« Stop au fascisme ! Stop au racisme ! Stop aux violences policières ! Stop à l’islamophobie ! » A l’appel de nombreuses associations, quelque 85 manifestations et rassemblements sont organisés en France, samedi 14 mars, à la veille du premier tour des élections municipales, aux résultats très incertains.
« On est venu dire qu’on ne reculera pas face aux fascistes. Il faut résister, la tâche est immense, mais il y a de l’espoir si l’on se réunit tous ensemble », a exhorté Mathieu Pastor, membre de La Marche des solidarités, jeudi lors d’une conférence de presse.
« Plusieurs dizaines de communes » pourraient élire un maire issu du Rassemblement national, selon le président du parti, Jordan Bardella. Ce scrutin local a valeur de test à un an de l’élection présidentielle de 2027, notamment pour l’extrême droite, qui espère ainis confirmer sa dynamique.
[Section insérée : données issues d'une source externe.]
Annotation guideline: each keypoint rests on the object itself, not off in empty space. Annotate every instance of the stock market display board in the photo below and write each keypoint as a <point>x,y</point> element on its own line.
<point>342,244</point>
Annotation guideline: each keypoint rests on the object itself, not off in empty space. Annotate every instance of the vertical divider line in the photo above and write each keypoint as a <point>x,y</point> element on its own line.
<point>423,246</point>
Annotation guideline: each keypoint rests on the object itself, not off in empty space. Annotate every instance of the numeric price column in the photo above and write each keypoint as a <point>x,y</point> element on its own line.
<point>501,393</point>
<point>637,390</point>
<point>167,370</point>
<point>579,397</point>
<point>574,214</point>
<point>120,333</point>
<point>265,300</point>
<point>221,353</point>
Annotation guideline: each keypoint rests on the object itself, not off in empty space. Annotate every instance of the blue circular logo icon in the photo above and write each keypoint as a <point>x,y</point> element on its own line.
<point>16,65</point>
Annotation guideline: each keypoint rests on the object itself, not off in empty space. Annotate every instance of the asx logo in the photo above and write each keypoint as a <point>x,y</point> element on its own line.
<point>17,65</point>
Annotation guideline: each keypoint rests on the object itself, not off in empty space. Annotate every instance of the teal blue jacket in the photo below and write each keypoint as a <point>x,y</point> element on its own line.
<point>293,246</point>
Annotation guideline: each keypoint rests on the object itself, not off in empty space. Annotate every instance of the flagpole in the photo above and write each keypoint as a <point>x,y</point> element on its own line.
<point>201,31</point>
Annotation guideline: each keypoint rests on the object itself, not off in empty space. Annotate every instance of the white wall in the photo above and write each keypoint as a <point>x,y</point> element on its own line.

« Plusieurs milliers de personnes » attendues à Lyon
Plusieurs associations fondées par des proches de personnes tuées au cours de leur interpellation par la police seront également présentes samedi, selon le Réseau entraide vérité et justice, un collectif dénonçant « les violences et crimes d’Etat ». « Nous allons nous battre pour que justice soit rendue. On veut que la lumière soit faite », a ainsi déclaré en conférence de presse le père d’El Hacen Diarra, mort en janvier dans le commissariat du 20ᵉ arrondissement de Paris.
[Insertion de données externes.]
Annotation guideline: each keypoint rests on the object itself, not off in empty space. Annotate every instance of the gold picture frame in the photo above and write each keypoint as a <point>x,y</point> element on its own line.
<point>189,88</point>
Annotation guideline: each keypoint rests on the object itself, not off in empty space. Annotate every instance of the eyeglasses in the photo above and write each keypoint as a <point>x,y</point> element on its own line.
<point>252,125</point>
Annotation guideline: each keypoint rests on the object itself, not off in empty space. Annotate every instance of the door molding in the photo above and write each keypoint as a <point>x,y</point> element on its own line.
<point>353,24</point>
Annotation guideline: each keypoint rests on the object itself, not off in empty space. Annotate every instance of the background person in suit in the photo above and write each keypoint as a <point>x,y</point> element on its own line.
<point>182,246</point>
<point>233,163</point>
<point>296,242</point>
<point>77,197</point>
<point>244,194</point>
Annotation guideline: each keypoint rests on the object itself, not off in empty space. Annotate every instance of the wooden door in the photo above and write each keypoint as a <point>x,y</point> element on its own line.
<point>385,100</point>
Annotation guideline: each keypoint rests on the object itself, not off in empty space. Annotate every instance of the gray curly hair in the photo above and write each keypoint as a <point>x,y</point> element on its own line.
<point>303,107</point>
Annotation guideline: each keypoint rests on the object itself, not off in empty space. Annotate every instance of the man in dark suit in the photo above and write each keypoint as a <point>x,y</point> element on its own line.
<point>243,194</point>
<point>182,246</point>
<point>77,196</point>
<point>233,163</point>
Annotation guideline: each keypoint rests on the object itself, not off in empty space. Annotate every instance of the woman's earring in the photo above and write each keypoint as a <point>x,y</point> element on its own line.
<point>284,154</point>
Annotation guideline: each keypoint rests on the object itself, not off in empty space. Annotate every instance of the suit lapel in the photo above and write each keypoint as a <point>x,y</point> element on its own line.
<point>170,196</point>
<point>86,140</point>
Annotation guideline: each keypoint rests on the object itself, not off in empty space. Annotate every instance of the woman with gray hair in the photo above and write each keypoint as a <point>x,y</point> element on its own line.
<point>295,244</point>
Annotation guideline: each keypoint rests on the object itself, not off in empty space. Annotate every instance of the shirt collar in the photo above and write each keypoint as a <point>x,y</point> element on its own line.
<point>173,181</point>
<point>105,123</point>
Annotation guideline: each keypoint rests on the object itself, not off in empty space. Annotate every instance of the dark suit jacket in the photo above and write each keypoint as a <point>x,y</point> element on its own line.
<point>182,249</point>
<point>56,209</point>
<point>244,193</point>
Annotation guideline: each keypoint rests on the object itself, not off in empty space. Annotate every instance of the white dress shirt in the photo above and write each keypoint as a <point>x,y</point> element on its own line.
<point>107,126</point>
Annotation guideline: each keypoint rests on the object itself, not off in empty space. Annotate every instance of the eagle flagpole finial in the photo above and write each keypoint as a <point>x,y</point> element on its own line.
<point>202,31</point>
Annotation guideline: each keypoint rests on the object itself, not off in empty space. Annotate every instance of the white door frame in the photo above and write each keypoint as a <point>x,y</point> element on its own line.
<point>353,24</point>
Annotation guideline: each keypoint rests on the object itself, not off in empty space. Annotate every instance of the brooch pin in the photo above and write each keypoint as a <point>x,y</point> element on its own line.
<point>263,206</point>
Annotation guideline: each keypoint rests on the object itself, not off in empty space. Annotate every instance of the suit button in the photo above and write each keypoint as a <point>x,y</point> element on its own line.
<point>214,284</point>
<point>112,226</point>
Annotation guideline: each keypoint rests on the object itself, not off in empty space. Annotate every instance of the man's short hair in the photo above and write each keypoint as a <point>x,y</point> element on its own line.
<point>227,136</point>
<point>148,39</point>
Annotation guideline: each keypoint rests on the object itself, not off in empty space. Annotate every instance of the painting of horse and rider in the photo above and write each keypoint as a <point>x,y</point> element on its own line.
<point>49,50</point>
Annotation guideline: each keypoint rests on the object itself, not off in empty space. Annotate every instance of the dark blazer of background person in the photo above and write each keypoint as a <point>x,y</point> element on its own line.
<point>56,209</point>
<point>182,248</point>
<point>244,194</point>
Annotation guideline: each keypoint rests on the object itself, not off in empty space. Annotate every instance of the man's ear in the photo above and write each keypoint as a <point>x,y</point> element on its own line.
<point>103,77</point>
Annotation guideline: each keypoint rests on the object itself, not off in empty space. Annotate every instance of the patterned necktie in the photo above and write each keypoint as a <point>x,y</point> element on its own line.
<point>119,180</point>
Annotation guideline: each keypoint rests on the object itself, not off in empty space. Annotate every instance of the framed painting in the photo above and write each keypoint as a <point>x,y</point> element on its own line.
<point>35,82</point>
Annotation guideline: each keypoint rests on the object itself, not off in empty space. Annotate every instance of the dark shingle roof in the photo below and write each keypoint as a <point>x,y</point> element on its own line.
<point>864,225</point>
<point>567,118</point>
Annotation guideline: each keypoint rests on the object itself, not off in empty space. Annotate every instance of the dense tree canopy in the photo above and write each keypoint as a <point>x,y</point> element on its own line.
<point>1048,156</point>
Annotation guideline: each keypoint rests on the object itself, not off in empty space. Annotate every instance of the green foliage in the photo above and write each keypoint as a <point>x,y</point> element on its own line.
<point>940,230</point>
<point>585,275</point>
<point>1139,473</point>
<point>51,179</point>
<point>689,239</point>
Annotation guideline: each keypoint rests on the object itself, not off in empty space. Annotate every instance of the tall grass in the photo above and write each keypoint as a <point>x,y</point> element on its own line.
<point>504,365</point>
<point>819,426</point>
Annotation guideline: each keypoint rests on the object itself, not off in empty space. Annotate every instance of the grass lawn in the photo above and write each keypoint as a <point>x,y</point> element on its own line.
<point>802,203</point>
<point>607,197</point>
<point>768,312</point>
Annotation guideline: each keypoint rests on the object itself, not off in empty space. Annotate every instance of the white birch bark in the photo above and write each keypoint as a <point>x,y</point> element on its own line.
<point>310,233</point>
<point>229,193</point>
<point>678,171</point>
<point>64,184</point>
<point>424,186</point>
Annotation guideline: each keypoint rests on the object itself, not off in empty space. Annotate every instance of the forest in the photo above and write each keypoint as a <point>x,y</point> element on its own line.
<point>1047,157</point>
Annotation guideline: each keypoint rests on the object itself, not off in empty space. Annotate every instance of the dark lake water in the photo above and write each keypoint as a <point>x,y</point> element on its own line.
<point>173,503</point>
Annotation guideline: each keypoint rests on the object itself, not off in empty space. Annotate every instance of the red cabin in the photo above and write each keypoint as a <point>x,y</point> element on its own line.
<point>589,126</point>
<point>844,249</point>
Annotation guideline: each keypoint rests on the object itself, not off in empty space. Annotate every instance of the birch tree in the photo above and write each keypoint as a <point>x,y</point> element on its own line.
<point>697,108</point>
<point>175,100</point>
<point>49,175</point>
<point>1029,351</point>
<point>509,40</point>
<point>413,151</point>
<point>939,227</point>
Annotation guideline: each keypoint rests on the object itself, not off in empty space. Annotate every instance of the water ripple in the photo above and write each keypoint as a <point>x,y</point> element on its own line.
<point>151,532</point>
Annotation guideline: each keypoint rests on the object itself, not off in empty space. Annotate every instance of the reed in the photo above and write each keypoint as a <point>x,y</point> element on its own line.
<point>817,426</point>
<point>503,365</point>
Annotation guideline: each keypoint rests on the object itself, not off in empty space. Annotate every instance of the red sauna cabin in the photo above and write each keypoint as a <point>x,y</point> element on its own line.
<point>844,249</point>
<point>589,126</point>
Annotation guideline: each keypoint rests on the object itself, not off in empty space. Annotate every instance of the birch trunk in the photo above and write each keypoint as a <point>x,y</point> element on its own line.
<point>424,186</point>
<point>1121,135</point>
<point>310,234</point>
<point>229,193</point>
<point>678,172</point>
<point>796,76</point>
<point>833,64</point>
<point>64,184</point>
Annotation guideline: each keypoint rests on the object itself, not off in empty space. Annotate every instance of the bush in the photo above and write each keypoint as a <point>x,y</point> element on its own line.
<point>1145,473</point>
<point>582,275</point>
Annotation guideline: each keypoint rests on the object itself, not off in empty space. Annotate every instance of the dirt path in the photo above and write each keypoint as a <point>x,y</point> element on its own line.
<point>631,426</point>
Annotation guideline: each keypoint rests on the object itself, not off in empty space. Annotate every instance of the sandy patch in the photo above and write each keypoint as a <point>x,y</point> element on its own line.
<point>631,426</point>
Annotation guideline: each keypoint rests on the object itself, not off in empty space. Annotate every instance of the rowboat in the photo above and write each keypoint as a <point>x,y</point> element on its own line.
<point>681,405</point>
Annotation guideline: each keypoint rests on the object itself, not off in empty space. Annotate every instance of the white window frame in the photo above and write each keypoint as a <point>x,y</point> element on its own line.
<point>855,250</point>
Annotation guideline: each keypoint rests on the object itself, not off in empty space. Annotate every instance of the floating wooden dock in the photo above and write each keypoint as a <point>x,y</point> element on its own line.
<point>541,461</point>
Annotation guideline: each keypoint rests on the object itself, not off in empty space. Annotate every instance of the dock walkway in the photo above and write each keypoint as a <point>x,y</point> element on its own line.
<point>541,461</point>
A Paris, le cortège devait s’élancer vers 14 heures de la place de la Nation pour rejoindre la place de la République, en passant par le parc de Belleville, point de ralliement des mineurs isolés étrangers.
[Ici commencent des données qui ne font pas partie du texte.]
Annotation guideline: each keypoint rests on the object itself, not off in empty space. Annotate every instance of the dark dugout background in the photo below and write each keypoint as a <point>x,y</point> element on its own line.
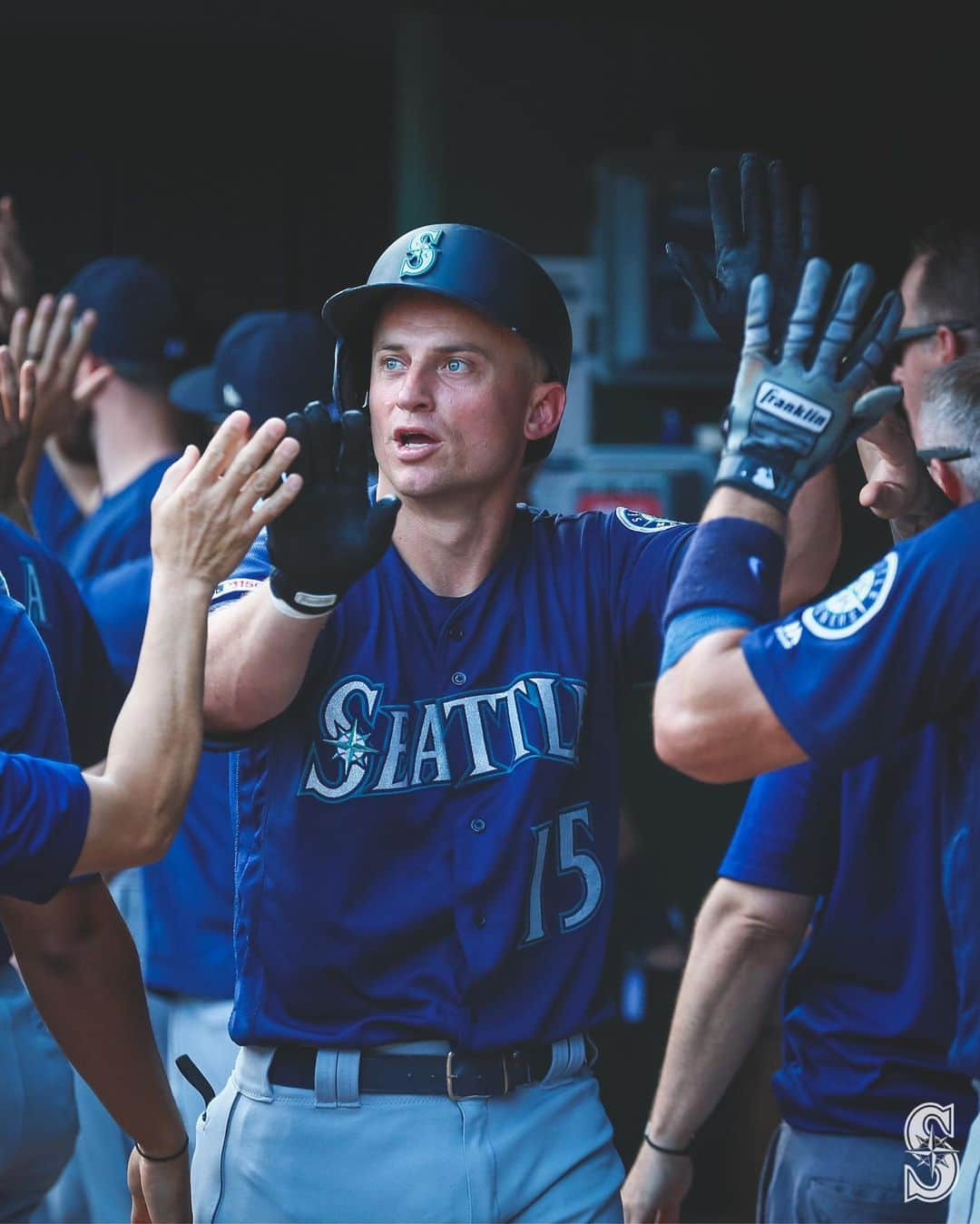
<point>266,153</point>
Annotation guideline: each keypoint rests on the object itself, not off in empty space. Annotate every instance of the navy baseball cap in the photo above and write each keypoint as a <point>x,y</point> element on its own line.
<point>139,316</point>
<point>268,364</point>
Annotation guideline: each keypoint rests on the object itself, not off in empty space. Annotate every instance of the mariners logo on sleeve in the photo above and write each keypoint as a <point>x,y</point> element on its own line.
<point>639,520</point>
<point>852,609</point>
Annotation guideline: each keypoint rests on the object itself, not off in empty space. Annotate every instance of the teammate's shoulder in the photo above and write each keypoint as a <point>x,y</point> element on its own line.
<point>622,522</point>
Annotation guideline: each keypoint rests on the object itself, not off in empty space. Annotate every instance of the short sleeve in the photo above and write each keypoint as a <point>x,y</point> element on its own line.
<point>788,832</point>
<point>645,553</point>
<point>44,809</point>
<point>896,649</point>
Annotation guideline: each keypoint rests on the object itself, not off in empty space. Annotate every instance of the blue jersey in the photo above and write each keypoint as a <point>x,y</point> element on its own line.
<point>56,518</point>
<point>898,649</point>
<point>119,530</point>
<point>427,837</point>
<point>44,803</point>
<point>868,1006</point>
<point>91,694</point>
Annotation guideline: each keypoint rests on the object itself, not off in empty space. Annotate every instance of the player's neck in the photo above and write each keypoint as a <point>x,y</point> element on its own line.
<point>452,553</point>
<point>131,432</point>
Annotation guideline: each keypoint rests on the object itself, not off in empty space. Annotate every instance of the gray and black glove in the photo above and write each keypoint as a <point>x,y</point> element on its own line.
<point>772,232</point>
<point>330,535</point>
<point>794,414</point>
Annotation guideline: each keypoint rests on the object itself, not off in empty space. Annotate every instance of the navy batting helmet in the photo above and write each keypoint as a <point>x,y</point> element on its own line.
<point>471,266</point>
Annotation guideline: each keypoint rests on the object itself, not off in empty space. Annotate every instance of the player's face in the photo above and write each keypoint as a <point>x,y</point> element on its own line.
<point>450,398</point>
<point>919,357</point>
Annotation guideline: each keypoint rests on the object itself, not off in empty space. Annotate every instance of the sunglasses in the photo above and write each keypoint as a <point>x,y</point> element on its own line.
<point>949,455</point>
<point>906,334</point>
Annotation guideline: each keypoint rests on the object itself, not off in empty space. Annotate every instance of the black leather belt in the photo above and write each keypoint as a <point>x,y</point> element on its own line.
<point>457,1075</point>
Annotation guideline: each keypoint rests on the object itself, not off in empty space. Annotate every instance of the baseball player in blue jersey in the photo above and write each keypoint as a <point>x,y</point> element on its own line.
<point>58,821</point>
<point>425,785</point>
<point>839,681</point>
<point>838,873</point>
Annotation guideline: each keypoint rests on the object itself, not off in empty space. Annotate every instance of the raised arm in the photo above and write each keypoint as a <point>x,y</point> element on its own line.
<point>259,648</point>
<point>790,416</point>
<point>206,513</point>
<point>743,943</point>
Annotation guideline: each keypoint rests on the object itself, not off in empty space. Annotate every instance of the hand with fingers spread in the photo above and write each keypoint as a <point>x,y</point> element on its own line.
<point>50,339</point>
<point>210,507</point>
<point>16,270</point>
<point>772,231</point>
<point>792,415</point>
<point>330,535</point>
<point>17,399</point>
A Lyon, où le rassemblement était prévu place Bellecour à 14 h 30, « plusieurs milliers de personnes » étaient attendues, selon une source policière, qui a prévu un dispositif renforcé par plusieurs unités de CRS.
Le 21 février, plus de 3 000 personnes, dont de nombreux militants d’ultradroite, avaient défilé pour réclamer « justice » pour le militant d’extrême droite Quentin Deranque, mort après avoir été roué de coups par des militants antifascistes.
A Marseille, les manifestants avaient rendez-vous porte d’Aix à 14 heures. A Lille, la manifestation devait partir à 14 h 30.